Following the Lacrosse fire, a panel of experts was formed from within the building and fire safety industries, the result of which was a new set of standards – AS 5113 (fire propagation testing and classification of external walls of buildings). These new standards are due to be incorporated into the Building Approval and Certification (BCA) in 2019 and call for all cladding to undergo the BS 8414 test. This test is a British Standard full-scale façade test to assess the fire safety applied to a building’s external cladding.

Presently, ShapeShell is two years ahead in the testing game. Although the new standards are not currently enforced yet, ShapeShell commissioned the full-scale façade burn test BS 8414. At the time there was no test facility in Australia that could accommodate it, so BRE Global in England ran the test. The test simulates a fire in a building corner and 30 minutes of high-energy fuel is ignited. The temperature reaches 900 degrees Celsius and, although the test reveals smoke damage, there is no combustion from the ShapeShell cladding. We conducted this test 18 months ago because we recognise the importance of the standards, and whatever those standards may be – the current ones or future ones – we want to be much better than them.

ShapeShell does not burn; it will not propagate fire up a façade and the 8414 test confirms this fact. The test is not subjective – it’s pass or fail, and there is no in-between. The aforementioned tragedy in London and the alarming event in Melbourne’s Docklands have sparked a cladding myth, a panic surrounding building façades and their safety. Not all cladding is the same, and not all cladding is like that used on the Grenfell and Lacrosse towers. You can’t say that cladding is dangerous, for not all cladding is flammable, and changing this perception is an education process. There are many contributing factors toward risk and disaster, not a sole culprit.

The quality of the cladding and the way it is used, in conjunction with circumstances and external aspects such as access to sprinklers and fire escapes, all play a role in fire risk. If there’s a large amount of fuel load on a balcony and it combusts and spreads to another element, and there are no sprinklers, then cladding or no cladding you can still have a horrific fire. Like all industries, we are ever-evolving and making progress. The new technologies and advancements in ACMs hold the solution to the cladding myth – the new materials are proven, they’re tested, they’re safe.

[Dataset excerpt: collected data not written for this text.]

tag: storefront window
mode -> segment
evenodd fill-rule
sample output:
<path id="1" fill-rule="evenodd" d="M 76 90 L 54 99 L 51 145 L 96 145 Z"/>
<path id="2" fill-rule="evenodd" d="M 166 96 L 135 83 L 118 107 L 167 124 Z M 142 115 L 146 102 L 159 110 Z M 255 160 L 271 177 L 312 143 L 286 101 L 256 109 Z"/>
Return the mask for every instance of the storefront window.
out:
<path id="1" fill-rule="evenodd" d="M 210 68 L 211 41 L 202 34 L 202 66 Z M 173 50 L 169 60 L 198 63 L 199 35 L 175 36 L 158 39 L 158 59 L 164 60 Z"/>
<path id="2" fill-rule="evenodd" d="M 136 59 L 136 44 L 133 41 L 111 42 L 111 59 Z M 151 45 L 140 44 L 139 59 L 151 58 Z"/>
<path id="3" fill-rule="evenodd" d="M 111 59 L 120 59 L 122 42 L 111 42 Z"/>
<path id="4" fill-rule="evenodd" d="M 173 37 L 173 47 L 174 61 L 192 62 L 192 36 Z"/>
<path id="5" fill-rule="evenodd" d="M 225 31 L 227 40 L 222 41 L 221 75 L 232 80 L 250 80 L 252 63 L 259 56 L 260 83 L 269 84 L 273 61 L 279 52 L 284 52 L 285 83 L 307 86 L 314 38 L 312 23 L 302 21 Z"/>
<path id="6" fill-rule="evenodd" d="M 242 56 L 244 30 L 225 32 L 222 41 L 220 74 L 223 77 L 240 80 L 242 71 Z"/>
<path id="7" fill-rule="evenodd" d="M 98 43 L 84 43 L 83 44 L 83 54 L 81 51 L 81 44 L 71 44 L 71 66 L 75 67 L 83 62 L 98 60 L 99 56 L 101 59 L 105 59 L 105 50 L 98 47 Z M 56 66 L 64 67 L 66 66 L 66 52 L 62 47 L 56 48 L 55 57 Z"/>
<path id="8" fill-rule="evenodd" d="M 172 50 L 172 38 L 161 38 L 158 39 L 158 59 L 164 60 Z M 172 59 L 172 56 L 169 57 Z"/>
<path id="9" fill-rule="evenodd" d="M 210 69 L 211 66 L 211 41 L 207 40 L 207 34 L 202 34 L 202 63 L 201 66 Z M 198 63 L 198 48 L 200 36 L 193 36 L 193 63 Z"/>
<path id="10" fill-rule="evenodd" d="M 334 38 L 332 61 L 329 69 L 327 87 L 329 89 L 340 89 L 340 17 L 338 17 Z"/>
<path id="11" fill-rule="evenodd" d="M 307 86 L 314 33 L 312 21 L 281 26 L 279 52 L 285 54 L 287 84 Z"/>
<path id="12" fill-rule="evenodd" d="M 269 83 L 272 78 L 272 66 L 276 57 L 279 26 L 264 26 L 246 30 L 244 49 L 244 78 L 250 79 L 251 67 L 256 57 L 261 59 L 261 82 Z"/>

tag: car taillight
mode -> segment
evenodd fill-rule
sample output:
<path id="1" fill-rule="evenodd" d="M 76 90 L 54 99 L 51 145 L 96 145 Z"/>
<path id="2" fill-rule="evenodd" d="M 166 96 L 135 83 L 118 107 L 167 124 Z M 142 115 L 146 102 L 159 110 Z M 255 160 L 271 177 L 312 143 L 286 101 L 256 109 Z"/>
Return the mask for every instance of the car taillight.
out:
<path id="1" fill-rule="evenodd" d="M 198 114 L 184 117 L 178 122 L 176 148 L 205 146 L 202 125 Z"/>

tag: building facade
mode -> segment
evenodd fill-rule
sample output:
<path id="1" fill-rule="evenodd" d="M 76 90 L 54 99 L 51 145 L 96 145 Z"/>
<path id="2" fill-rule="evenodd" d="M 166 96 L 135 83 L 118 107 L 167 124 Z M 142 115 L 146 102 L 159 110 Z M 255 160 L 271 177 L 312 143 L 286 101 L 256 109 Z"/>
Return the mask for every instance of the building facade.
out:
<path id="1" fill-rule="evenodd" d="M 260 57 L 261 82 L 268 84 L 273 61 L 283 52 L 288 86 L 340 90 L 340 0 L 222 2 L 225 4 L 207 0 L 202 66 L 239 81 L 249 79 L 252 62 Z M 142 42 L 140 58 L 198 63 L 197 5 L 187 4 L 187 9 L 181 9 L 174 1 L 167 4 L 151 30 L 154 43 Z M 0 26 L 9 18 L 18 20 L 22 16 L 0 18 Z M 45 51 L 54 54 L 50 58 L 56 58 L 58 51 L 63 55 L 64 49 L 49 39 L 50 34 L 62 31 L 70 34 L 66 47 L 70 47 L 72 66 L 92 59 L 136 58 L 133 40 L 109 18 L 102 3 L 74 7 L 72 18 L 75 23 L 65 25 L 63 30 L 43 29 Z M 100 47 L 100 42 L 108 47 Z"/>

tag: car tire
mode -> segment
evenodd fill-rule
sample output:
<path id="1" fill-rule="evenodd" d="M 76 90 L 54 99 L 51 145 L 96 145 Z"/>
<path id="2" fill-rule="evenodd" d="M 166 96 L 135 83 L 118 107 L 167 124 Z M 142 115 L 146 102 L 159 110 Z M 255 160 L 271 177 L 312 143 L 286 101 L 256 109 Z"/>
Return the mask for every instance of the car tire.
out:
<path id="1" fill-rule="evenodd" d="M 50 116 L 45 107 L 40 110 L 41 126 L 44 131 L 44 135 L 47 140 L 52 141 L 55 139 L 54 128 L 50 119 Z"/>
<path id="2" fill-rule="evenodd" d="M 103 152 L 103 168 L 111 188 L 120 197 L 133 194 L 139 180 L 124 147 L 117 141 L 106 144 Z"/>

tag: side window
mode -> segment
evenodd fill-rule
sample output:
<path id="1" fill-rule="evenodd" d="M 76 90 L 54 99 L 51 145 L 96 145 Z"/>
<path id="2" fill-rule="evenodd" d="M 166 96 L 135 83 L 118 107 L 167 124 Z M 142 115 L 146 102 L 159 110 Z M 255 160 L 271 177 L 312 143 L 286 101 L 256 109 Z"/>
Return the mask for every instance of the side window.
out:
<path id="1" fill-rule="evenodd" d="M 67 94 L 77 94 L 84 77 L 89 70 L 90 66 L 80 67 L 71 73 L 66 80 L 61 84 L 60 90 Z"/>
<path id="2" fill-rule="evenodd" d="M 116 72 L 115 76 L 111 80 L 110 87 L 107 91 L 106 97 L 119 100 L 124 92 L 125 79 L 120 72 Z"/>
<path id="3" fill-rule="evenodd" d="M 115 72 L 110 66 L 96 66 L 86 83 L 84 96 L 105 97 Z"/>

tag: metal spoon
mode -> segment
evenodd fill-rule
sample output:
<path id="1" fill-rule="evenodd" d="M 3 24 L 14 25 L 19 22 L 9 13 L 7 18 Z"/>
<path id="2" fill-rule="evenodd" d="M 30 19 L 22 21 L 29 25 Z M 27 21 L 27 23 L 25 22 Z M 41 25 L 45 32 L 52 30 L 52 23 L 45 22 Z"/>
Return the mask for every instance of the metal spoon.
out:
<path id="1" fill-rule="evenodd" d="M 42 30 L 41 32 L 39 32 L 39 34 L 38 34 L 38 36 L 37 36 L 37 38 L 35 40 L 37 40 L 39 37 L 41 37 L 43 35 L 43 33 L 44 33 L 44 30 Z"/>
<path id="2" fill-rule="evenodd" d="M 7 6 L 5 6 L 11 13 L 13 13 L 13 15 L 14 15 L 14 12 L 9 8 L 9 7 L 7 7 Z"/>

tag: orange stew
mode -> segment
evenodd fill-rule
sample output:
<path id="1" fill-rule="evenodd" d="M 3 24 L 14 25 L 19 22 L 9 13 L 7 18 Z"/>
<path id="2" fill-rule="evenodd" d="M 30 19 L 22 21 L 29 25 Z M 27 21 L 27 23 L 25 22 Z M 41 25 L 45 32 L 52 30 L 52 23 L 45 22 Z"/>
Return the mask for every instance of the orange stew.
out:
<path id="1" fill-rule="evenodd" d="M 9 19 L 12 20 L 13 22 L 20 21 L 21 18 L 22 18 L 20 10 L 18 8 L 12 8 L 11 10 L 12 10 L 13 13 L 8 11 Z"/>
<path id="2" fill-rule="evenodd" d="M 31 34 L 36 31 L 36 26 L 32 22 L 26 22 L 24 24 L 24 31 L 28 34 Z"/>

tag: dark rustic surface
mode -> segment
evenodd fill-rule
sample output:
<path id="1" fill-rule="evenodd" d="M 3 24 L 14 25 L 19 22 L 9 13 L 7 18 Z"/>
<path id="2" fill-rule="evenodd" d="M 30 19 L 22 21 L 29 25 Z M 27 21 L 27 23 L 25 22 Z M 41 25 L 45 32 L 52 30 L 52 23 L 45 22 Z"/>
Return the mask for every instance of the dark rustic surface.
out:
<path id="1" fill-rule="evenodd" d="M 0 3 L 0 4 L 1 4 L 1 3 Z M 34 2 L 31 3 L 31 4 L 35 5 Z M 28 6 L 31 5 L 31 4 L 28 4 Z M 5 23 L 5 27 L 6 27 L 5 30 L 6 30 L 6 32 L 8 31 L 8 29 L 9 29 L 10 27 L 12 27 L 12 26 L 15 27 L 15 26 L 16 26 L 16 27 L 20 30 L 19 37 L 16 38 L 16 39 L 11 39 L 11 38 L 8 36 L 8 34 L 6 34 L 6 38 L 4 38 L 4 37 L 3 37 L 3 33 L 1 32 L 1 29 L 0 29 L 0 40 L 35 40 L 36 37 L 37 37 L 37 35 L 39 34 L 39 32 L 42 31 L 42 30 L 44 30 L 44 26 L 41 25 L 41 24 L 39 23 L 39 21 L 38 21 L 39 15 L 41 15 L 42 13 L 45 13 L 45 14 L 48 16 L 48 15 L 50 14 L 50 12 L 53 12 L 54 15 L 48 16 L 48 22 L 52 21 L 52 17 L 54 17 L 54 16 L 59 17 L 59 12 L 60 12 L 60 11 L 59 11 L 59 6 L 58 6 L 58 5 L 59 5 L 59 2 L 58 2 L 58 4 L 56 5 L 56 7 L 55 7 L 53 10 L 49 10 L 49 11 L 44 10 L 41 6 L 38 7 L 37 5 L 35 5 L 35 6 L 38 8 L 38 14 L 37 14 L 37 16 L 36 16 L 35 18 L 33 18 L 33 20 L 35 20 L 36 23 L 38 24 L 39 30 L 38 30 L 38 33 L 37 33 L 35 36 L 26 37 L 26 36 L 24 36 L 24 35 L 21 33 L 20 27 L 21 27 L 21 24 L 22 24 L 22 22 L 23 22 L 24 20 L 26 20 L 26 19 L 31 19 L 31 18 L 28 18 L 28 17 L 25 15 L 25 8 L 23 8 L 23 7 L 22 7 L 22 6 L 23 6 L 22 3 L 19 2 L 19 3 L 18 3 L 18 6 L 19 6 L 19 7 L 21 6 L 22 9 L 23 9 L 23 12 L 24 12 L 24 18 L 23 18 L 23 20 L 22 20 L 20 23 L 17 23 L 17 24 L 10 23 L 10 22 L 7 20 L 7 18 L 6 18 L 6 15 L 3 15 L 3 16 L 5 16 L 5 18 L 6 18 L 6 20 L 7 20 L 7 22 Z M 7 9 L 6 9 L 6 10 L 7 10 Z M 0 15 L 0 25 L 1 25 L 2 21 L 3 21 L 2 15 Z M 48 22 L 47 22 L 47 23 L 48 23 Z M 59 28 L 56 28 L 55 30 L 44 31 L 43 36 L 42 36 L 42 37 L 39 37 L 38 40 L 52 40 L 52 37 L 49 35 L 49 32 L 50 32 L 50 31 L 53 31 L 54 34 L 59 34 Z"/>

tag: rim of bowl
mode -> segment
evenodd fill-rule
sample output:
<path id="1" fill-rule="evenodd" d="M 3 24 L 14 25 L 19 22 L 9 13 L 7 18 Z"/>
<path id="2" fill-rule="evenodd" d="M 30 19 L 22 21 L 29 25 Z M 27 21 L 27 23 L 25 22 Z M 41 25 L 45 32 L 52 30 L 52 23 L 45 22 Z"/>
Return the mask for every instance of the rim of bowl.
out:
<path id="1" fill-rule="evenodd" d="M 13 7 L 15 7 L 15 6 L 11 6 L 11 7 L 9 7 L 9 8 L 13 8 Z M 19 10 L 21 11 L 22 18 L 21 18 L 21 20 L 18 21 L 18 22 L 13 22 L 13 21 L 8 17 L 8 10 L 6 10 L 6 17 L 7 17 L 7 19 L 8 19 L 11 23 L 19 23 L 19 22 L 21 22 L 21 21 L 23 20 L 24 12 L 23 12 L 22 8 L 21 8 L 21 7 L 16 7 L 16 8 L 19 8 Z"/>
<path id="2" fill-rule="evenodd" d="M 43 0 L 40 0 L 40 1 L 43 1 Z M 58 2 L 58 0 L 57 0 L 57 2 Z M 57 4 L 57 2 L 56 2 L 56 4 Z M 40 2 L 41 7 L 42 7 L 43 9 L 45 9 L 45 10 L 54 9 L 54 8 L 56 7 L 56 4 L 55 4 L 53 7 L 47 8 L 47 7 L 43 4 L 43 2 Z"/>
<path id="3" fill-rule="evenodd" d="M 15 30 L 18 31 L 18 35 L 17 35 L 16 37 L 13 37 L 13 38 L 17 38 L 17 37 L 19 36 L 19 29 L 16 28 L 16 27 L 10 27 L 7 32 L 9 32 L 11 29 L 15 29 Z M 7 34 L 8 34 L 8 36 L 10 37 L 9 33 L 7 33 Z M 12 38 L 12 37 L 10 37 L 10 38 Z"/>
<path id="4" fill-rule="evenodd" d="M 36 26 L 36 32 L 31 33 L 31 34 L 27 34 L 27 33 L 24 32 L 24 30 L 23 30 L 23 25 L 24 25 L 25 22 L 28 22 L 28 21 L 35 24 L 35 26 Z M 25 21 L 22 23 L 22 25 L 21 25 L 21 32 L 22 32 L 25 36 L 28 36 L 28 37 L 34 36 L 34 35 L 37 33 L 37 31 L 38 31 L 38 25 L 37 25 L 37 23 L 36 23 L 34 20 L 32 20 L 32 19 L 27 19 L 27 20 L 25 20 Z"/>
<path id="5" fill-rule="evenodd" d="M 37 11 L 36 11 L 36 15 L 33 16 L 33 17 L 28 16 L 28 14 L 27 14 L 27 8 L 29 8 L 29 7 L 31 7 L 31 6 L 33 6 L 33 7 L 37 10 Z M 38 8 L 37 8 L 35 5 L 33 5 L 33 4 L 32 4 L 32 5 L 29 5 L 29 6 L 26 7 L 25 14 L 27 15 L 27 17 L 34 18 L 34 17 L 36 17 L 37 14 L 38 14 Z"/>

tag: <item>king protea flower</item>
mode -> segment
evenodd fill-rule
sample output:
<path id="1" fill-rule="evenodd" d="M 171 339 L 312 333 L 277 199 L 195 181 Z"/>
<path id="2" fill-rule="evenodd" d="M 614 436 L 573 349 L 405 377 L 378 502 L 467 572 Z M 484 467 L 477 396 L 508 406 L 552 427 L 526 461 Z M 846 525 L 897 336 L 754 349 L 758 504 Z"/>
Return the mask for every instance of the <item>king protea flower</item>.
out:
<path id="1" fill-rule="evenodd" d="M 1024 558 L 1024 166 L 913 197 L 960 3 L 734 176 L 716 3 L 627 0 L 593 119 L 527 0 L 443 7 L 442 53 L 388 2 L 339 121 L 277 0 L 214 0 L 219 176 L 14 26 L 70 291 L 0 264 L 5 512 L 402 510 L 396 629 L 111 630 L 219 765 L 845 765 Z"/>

People need to look past the hysteria and evaluate objectively – just because something is new, it doesn’t mean it’s a risk. Good architects, builders and fire engineers, they understand this. They know they don’t want flammable material on the side of their building, and they know that when a product is built using high-quality materials, it’s not dangerous. There are many superior cladding products that don’t pose a threat to the safety of a building. Fire risk is not just about the material; it’s about where that material is and the fire strategy around it.

Toby Whitfield is the group managing director at ShapeShift. Shapeshell is an AR Adviser.

Lead image: Orbis apartments, South Melbourne by ARM Architecture, facade by ShapeShell.